In my summary of the plot, I made the comment “Unclear!” eleven times. When there are eleven instances of plot-critical moments missing the required narrative logic, something very very wrong has happened in the writing process. Either nobody on the production team cared that most of the connective tissue was missing from the plot, or there’s 30 minutes of essential material left on the cutting room floor. The result is Mortal Engines feels half-assed in the worst way.
It extends to weak and lazy characterization. I don’t particularly mind that Valentine is cartoonishly evil. He’s the bad guy. It’s fine. He’s well-defined. I understand his terrible motives. I care that I can’t tell you who Hester is. And here I go again: in many good stories, the protagonist will have more than just a clearly-defined story goal. They’ll also have a deeper psychological need. Hester’s goal is clear – revenge – but she doesn’t appear to have a need. The story never bothers to give her one. Tom’s character is worse. He doesn’t even get a want and so lumbers around after Hester, being tediously verbose and totally useless, until he delivers his nugget of exposition about the crash drive.

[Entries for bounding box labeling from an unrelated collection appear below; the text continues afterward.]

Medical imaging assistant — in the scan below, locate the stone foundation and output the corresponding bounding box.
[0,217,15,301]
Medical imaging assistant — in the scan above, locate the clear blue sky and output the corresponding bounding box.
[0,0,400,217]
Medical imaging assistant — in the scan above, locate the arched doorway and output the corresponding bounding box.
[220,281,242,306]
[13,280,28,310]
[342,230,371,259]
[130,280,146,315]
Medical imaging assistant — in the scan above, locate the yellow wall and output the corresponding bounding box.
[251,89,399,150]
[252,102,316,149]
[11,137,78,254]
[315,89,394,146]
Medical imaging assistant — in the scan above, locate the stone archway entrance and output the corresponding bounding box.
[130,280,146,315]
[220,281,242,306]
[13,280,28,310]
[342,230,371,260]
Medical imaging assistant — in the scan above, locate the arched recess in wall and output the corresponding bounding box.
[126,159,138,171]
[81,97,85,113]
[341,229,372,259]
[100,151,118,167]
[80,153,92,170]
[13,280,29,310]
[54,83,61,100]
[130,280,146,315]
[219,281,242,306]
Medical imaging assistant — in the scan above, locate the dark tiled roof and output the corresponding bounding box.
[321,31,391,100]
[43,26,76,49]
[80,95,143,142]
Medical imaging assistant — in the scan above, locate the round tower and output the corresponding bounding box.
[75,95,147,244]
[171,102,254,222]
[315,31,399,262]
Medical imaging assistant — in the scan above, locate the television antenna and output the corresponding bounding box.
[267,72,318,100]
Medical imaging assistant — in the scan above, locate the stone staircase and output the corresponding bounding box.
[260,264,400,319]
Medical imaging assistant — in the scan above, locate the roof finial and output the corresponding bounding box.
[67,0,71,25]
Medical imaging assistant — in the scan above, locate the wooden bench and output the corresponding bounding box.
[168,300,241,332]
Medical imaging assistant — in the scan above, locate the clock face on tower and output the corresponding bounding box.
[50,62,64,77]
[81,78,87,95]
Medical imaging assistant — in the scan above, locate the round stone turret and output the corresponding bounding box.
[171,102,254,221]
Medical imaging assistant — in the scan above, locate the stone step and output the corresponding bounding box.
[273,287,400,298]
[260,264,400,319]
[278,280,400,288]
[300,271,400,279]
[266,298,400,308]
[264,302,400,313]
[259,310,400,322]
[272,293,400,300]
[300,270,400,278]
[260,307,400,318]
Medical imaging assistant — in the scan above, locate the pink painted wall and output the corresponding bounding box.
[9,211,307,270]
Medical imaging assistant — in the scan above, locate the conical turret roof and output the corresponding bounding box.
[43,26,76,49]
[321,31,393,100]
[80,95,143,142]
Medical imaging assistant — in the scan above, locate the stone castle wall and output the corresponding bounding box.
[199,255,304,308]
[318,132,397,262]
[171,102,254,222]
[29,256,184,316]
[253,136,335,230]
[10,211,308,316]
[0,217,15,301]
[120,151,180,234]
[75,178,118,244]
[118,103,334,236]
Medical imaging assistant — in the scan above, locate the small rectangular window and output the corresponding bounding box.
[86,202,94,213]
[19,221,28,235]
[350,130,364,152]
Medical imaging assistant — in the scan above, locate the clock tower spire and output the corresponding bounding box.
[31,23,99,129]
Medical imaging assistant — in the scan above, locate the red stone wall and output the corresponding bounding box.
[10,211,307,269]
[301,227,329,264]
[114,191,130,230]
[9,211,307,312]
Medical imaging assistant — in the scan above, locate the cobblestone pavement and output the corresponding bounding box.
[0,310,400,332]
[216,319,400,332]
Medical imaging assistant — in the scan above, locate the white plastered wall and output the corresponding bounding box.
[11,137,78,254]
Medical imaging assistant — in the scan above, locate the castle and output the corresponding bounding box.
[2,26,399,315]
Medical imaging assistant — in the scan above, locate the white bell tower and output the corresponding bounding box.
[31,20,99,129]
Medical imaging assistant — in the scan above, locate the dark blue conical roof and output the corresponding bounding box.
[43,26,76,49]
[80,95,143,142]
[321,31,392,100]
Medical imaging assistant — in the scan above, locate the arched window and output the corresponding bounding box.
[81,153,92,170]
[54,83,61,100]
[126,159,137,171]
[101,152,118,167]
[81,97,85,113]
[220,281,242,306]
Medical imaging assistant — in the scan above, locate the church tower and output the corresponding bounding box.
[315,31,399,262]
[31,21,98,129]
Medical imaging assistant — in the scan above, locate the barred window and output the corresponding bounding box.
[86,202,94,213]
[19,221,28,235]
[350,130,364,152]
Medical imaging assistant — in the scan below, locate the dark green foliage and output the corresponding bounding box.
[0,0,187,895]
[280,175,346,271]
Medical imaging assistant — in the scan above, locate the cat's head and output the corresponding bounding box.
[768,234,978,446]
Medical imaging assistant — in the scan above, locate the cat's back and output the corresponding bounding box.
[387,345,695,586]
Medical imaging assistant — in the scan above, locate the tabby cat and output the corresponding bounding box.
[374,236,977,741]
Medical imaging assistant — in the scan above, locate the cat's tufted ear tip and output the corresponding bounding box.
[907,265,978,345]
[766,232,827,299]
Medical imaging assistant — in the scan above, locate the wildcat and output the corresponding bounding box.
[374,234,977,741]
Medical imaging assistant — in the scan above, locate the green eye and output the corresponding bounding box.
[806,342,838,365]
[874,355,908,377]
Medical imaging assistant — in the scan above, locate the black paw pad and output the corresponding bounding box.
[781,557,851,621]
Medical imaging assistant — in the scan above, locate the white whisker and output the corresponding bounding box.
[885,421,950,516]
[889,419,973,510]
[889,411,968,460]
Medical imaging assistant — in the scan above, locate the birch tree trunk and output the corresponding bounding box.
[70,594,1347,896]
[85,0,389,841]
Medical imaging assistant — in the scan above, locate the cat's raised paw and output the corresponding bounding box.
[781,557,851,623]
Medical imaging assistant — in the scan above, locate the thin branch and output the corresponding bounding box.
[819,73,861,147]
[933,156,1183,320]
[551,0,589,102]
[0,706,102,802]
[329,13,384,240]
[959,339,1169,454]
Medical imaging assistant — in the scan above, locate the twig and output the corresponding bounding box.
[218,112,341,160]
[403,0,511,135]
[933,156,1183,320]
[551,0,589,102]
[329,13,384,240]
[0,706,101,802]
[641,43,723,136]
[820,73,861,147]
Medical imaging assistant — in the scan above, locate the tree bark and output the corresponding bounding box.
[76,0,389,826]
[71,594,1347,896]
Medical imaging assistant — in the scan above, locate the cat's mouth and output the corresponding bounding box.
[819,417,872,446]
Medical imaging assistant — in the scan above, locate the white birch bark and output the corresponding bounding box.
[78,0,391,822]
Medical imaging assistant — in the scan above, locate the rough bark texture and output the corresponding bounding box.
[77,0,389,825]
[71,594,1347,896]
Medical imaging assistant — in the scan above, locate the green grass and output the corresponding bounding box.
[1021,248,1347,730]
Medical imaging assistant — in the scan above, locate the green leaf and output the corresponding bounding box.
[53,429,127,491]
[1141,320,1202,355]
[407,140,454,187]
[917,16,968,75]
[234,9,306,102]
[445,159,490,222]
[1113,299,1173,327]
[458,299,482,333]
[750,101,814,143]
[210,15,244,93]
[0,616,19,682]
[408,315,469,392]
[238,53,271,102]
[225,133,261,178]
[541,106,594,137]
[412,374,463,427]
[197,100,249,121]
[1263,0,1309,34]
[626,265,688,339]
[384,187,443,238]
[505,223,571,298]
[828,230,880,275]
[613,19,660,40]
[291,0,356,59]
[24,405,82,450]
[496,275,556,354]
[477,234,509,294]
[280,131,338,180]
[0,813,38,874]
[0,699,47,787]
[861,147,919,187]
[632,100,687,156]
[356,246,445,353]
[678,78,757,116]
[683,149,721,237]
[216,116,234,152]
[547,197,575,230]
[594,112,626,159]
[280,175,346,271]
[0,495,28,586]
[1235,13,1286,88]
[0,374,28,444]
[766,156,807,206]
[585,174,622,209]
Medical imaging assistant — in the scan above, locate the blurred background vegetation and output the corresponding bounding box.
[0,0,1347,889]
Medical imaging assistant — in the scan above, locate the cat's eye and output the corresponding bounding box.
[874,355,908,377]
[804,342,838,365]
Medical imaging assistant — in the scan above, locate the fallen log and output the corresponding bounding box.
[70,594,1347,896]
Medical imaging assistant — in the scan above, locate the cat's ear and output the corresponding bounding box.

I think Mortal Engines could have gotten away with its narrative flaws, but for two things. The first is the lack of star power. When the biggest name in your production is Hugo Weaving, you’d better pray your movie is some kind of small budget comedy drama, because Weaving alone cannot carry a $100 million sci-fi extravaganza with a shit story. No offence meant to the rest of the cast, but nobody, outside of friends and family, is dropping a pile of cash on tickets and popcorn to see them in an adaptation of a book many people have never heard of, based on a thoroughly ridiculous concept. The moment you abandon name recognition, you will have to depend on your film being an absolute banger word-of-mouth smash to make money.
A bigger problem was its release date. Mortal Engines was released in December of 2018, on the same weekend as Eastwood’s The Mule and…Spiderman: Enter the Spider Verse. Bohemian Rapsody was still on release. There was the Mary Poppins sequel. Aquaman came out the following week, along with Bumblebee. I am sure there’s a market for this IP. It’s got so much potential. But into this competition? Was there someone at Universal Pictures who enjoyed losing money?
To conclude: weak characters, shoddy story and patchy action do not make for box-office success. Mortal Engines was not sunk by poor marketing – it was sunk by the fatal flaws in its own execution.